To change values like tcp_syn_retries, you can type the below command.
sudo vi /etc/sysctl.confAnd add the below line.
net.ipv4.tcp_syn_retries = <new_value>To apply the above modification, you need to run an additional command.
sudo sysctl -pThen you can check the changed value like the first one I mentioned.

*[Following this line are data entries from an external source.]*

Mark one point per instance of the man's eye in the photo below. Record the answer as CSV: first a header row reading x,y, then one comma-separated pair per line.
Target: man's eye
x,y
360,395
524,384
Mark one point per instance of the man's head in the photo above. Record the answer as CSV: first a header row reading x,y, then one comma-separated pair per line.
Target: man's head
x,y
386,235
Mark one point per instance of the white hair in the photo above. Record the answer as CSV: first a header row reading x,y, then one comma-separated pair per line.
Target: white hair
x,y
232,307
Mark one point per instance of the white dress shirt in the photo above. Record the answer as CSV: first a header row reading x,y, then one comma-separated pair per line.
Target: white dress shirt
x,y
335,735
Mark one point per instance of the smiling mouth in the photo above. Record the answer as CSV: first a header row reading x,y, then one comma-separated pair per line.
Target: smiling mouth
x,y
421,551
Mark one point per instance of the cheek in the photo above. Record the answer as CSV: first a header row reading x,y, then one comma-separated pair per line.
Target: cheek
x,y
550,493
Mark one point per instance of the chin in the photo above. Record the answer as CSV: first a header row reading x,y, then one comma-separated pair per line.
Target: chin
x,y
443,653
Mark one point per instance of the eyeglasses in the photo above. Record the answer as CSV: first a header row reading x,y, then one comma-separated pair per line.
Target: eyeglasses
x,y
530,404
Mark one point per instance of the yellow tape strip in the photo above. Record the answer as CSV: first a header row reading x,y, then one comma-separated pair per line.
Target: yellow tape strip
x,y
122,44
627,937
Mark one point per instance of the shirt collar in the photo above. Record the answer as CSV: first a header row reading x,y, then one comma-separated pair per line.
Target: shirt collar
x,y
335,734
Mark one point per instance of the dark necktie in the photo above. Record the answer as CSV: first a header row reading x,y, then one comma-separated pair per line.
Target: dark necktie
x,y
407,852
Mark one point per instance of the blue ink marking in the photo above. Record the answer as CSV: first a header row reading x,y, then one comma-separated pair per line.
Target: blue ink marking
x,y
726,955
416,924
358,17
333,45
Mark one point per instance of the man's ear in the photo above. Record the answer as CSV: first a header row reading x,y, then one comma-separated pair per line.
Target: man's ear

cat /proc/sys/net/ipv4/tcp_syn_retriesSummary
I introduced how the TCP SYN packet is retried at the OS level. The key points are how many times does the OS retry TCP SYN packets and how long the OS wait before the next retransmission. The first one is determined by tcy_syn_retries. The default value in Linux is three at the time of writing this post. The second is determined by RFC, the first RTO is 1 second, and it is doubled by each retransmission. (I couldn’t find how to change this algorithm or initRTO).
I hope this will help you understand the TCP retry mechanism at the OS level. Thanks for reading my post.